Genève de nuit

Ma nuit au casino de Genève : comment je me suis prise pour Molly Bloom

Entre la dinde de Noël et le champagne du Nouvel An, j’avais décidé de m’offrir une petite virée à Genève le temps d’un week-end avec une amie. À notre arrivée, nous avons pu admirer le fameux jet d’eau et le lac Léman encadré de montagnes enneigées. En cette période de fêtes, nous nous vite sommes laissé séduire par cette grande ville européenne qui respire le luxe.

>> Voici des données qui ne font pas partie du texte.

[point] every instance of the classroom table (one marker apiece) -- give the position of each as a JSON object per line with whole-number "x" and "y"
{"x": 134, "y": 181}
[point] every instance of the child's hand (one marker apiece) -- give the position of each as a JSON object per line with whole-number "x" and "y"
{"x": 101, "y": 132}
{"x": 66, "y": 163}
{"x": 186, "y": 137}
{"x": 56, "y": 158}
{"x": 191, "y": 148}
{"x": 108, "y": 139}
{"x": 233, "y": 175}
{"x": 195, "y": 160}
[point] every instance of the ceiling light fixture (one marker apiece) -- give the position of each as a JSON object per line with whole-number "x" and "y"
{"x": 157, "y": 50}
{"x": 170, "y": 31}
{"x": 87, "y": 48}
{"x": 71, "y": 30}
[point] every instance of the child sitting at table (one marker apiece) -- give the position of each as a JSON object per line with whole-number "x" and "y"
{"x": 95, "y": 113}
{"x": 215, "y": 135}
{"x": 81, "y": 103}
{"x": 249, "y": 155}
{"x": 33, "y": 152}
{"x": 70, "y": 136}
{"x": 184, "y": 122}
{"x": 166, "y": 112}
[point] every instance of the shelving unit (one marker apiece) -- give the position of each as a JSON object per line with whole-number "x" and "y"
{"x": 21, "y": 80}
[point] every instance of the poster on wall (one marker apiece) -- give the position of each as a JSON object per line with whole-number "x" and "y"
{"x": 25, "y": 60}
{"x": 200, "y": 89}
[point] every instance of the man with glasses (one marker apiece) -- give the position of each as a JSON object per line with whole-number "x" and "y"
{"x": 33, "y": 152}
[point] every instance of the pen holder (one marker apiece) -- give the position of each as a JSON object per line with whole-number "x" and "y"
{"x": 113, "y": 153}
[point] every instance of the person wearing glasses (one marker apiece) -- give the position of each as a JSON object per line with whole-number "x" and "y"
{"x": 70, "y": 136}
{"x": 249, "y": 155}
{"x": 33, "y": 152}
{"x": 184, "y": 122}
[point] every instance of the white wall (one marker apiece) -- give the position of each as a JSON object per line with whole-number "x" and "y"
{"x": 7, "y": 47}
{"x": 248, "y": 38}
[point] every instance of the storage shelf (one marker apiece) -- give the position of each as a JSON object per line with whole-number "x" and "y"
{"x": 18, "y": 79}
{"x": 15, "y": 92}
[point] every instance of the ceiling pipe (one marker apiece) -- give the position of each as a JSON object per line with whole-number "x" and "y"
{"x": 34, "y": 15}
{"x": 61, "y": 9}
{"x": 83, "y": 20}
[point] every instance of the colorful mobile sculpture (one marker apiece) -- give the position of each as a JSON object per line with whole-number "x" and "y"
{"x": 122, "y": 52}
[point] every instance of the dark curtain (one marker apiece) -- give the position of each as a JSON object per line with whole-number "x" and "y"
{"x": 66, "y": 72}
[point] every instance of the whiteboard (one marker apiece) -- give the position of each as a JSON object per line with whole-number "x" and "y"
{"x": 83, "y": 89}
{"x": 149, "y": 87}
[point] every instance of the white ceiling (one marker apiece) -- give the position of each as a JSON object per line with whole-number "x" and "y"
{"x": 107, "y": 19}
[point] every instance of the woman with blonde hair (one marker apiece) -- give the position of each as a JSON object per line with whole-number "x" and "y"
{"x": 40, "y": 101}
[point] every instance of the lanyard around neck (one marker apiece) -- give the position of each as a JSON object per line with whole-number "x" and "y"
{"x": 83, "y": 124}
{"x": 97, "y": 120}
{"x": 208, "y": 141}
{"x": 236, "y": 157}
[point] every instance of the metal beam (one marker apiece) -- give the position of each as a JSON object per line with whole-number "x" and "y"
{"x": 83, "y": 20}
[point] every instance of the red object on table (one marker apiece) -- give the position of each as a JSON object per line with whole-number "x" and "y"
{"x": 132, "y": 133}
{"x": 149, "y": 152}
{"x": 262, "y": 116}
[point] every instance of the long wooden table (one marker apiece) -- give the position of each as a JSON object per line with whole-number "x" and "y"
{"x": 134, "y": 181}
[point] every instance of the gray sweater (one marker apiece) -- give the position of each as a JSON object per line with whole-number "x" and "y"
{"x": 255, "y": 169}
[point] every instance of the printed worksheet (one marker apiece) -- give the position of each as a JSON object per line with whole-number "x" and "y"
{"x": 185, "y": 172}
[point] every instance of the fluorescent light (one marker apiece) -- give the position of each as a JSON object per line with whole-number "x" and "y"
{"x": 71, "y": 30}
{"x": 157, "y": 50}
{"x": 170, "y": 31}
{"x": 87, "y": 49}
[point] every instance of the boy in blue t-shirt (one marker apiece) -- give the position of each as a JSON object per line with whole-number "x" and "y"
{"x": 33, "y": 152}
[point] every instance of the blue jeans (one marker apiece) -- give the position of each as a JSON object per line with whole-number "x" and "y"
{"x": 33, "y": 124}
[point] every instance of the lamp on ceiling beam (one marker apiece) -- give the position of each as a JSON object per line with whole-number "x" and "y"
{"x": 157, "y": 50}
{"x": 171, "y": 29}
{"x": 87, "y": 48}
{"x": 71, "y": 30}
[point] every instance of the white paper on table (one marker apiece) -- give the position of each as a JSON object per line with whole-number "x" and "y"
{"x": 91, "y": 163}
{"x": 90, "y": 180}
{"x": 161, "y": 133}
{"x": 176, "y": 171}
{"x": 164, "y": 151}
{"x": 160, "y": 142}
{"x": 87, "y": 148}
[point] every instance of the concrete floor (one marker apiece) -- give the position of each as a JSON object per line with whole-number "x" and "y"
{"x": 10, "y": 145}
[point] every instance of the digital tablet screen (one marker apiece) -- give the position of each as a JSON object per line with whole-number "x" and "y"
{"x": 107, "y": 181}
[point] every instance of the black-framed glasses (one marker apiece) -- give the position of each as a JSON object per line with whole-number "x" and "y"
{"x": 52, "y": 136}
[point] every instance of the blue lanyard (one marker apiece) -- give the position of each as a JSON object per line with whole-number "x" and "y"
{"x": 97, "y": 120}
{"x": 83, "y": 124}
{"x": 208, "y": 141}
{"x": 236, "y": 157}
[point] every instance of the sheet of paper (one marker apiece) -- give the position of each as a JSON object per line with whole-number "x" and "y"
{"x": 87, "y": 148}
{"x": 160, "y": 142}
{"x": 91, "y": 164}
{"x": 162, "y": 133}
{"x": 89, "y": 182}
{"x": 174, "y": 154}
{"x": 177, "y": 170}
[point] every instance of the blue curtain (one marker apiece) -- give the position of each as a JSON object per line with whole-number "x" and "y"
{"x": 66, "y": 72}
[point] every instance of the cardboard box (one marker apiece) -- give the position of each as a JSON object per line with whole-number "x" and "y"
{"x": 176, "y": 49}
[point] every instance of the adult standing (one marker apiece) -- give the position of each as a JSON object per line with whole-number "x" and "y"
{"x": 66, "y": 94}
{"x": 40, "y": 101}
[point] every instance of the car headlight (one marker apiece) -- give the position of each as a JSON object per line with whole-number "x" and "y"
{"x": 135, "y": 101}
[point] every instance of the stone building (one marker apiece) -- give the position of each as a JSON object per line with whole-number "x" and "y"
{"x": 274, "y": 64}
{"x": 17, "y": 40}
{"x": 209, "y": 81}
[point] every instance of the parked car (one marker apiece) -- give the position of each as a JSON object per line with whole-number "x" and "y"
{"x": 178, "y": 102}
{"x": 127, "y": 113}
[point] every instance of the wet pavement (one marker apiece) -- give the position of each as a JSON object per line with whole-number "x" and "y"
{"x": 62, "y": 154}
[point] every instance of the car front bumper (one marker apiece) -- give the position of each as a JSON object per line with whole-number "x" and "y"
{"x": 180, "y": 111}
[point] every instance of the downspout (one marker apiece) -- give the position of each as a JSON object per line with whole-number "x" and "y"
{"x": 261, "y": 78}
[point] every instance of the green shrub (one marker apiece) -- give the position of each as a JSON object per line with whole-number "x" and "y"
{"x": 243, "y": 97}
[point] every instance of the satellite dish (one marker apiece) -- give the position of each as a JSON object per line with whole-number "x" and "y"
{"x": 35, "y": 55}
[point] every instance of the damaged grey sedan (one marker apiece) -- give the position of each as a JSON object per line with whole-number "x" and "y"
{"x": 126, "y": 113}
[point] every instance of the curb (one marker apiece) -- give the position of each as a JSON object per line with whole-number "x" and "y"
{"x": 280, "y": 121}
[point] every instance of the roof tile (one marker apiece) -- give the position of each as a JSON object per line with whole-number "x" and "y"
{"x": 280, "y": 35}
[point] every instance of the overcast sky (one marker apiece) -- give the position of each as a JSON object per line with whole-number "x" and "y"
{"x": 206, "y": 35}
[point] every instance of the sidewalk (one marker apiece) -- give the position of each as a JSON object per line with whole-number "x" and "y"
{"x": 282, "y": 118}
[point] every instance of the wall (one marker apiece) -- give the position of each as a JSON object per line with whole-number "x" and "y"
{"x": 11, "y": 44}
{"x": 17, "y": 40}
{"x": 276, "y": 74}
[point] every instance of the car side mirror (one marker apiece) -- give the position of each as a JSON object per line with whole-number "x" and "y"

Coup de bluff au bord du lac Léman

Après avoir déjeuné dans le quartier de Carouge, sorte de Greenwich village genevois, nous voilà parties pour une après-midi shopping. En passant devant les vitrines des plus fameux joailliers de la place, nous avons remonté l’élégante rue du Rhône et rejoint le quartier des Philosophes et ses boutiques vintage où acheter des vêtements et accessoires de marque. Lors d’une pause méritée dans un salon de thé, ma copine Vanessa m’a raconté à quel point elle aimait jouer au Casino777. Voilà comment nous avons eu l’idée de passer une partie de la nuit dans l’ambiance feutrée et électrique d’un établissement de jeux.

Hasard et petits frissons

Je ne suis pas du tout une habituée des casinos. J’imaginais ces lieux hantés par de vieilles dames permanentées et bijoutées auxquelles de vieux messieurs faisaient encore la cour entre deux parties de black jack. Ou des joueurs flamboyants misant jusqu’à leur dernier jeton sur le tapis vert à coups de « Faites vos jeux »… jusqu’à ce que « Rien ne va plus ! ». En fait, nous nous sommes retrouvées dans la salle des machines à sous du casino du Lac de Genève pour dîner et déterminer budget et stratégie pour la soirée. Vanessa m’avait avertie qu’il ne fallait pas se faire d’illusion : le taux de redistribution – le rapport gain/mise du joueur – est toujours en faveur du casino sur la durée. Alors nous avons décidé de rester raisonnables et de limiter notre temps de jeu à quatre heures avec un petit pécule suffisant pour nous permettre de nous amuser sans trop de risques.

Au royaume du gambling

Les lieux étaient fréquentés par une clientèle très diverse et plutôt bon enfant, assez jeune. Les tables de poker, particulièrement, attiraient un public nombreux. J’appris que depuis cet été, suite à un changement de législation, il n’était plus possible en Suisse de jouer à ce jeu de cartes en ligne sur les plates-formes internationales. En attendant que les casinos helvètes soient autorisés à organiser des tournois sur leur propre plate-forme numérique, les joueurs n’ont d’autres choix que de se rendre physiquement dans une maison de jeux.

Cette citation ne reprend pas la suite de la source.